Küçücük elini avucumun içinde hissettiğimde sanki vücudum bir elektrik akımına kapılmıştı.

'Görüşürüz' demişti o da bir süre sonra. Teninin sıcaklığıyla yanan tenim elini çekmesiyle sanki donmuştu. Hızla arabaya binip çalıştırdığında motordan çıkan sesle kendime gelmiştim. Başımla tekrardan selam verirken o da üzerimde ki gözlerini çekti ve dikiz aynasına dikerek geri geri kafenin park alanından çıktı. Sanki yağan yağmur o an üşütmüştü beni. Tenim ürperirken buna Hilal'in gitmesi mi yoksa yağan yağmur mu sebep oldu anlayamamıştım.
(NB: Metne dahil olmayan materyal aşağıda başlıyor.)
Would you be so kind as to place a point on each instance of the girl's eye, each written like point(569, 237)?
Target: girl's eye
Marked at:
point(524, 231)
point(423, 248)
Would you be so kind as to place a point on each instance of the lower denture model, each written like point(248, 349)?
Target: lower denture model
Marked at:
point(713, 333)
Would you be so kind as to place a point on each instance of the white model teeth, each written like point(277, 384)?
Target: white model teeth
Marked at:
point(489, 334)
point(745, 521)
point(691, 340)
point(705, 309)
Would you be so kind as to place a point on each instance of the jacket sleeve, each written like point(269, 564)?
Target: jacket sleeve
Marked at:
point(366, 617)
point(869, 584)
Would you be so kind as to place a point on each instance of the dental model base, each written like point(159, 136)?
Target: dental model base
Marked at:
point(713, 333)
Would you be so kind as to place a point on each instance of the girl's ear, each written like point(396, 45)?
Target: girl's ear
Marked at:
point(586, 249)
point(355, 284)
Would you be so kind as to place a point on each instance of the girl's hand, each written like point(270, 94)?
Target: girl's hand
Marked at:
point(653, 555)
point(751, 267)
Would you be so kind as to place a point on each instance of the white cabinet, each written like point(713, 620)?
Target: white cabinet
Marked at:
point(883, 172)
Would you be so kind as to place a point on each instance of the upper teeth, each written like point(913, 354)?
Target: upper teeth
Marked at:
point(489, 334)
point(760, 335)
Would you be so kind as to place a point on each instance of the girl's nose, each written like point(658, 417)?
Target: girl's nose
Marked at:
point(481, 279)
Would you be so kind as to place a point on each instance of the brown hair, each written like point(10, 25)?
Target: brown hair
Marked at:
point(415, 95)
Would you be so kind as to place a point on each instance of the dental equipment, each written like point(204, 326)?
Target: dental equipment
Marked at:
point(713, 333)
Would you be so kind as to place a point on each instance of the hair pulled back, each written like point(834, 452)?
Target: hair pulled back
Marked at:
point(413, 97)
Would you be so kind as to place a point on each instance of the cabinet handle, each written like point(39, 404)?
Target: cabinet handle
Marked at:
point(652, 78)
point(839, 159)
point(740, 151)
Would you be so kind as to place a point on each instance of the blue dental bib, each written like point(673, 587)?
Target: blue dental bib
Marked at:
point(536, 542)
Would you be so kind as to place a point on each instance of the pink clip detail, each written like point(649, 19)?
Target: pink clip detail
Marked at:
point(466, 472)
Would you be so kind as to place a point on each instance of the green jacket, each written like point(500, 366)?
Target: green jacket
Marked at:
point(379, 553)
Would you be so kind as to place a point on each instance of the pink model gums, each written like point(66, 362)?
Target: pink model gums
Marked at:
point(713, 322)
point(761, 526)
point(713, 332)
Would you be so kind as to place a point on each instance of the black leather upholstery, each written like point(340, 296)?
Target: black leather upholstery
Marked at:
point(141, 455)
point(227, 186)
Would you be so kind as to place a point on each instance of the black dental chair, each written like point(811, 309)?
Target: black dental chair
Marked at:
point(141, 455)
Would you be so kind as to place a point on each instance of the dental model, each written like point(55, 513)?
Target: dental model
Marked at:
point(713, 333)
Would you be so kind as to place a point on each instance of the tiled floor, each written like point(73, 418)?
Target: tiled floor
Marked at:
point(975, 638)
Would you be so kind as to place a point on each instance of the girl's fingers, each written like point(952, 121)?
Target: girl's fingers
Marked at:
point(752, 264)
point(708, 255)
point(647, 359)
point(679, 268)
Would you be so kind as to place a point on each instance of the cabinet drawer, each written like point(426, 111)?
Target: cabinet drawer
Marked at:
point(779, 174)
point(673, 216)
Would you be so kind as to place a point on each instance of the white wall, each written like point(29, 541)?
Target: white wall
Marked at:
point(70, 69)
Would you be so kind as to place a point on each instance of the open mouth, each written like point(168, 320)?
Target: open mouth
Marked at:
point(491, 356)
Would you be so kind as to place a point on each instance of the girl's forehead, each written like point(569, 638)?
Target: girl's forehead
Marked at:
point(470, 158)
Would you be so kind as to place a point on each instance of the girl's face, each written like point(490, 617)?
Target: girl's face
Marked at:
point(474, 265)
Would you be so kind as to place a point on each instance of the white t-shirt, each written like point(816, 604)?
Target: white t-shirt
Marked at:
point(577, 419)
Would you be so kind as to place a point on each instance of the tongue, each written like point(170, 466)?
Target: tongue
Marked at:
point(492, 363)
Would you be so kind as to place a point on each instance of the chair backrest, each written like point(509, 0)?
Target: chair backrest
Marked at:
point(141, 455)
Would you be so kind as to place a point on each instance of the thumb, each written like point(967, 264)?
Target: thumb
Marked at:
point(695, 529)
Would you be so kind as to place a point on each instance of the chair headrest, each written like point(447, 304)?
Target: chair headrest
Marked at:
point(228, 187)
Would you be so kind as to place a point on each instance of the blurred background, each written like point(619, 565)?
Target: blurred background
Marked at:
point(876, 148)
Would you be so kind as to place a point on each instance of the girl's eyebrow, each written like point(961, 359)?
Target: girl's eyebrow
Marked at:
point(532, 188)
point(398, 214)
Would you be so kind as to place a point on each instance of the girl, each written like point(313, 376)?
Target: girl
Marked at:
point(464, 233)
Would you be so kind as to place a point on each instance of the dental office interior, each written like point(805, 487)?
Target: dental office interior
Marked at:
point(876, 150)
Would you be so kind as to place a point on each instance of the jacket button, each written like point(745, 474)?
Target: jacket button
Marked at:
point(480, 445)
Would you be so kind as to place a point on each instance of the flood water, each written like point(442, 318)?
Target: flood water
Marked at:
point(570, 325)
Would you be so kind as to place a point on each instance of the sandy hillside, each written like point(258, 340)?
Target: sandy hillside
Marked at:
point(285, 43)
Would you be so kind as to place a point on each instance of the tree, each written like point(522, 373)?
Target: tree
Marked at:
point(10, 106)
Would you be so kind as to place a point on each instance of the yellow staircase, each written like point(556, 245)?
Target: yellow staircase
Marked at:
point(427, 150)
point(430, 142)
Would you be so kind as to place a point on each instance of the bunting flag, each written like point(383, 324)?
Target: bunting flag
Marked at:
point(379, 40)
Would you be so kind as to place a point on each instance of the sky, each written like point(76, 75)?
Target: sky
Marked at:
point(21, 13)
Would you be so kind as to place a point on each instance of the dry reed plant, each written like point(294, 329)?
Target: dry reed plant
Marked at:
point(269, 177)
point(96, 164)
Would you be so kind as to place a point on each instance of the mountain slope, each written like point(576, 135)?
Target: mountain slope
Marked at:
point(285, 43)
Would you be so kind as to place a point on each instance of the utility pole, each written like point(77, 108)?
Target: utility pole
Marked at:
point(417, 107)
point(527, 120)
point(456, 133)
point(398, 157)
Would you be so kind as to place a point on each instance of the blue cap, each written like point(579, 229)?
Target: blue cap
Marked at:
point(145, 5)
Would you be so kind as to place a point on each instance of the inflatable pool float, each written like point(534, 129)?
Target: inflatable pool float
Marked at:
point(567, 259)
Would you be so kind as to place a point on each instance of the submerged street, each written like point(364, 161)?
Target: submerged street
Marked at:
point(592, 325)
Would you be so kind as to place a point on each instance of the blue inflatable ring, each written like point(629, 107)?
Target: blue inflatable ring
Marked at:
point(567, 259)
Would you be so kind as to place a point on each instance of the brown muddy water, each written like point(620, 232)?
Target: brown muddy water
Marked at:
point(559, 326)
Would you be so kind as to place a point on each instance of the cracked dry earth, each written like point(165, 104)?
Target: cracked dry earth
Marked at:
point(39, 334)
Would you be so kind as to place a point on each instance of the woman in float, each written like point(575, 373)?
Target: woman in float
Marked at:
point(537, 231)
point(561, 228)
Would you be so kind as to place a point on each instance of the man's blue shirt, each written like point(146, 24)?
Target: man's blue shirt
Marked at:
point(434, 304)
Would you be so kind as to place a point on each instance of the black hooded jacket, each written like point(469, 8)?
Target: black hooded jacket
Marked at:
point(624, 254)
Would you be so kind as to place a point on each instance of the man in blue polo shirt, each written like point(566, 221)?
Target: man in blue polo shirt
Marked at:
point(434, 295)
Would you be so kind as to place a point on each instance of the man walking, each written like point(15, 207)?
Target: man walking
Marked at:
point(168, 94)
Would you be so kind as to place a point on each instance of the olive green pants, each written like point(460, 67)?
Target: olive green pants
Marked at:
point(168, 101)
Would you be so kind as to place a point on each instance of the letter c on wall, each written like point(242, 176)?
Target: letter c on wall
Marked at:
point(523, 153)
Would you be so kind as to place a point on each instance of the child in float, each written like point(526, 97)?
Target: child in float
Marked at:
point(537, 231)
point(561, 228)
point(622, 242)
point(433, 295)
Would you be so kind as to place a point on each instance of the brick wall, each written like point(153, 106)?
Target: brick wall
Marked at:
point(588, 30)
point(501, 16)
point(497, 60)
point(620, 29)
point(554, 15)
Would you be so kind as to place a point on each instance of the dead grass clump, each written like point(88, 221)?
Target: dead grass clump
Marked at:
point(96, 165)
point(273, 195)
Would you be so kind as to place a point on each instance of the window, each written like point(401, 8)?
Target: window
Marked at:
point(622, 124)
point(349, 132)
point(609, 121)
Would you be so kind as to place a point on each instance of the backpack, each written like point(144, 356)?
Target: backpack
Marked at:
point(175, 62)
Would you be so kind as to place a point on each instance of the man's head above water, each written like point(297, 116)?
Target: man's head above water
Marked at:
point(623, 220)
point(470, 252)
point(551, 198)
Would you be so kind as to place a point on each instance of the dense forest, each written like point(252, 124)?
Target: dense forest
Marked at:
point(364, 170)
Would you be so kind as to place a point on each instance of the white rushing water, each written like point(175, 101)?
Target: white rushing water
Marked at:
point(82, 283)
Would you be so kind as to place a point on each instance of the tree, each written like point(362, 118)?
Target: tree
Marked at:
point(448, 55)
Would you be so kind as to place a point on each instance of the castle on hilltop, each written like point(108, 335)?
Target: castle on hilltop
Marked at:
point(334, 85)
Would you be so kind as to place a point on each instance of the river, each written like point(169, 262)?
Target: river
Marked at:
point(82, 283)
Aklıma tekrar Hilal'in Koray ile bir birlikteliği olup olmadığı sorusu geldiğinde suratımın düşmesine engel olmamıştım. Nişanlım demişti ama Koray'ın parmağında yüzük varken Hilal'in parmağı boştu. Bu içime umut tohumları ekmekten başka bir şey yapmamıştı.

Hilal'den

Üzerimde ki ağırlığın dakikalardır trafikte olduğum için oluşmuş olduğuna kendimi inandırmaya çalışıyordum. Beni iki yıl boyunca farketmeyen Leon benimle tanışmaya mı çalışıyordu gerçekten? Üstelik o Koray'ın arkadaşıyken. Bunların bir rüya olmasını istedim. Böylesi daha zor değil miydi? Ben her şeyi içimde yaşayıp onu söküp atabildiğime kendimi inandırmışken şu an benimle konuşmaya çalışması her şeyi mahvetmez mi?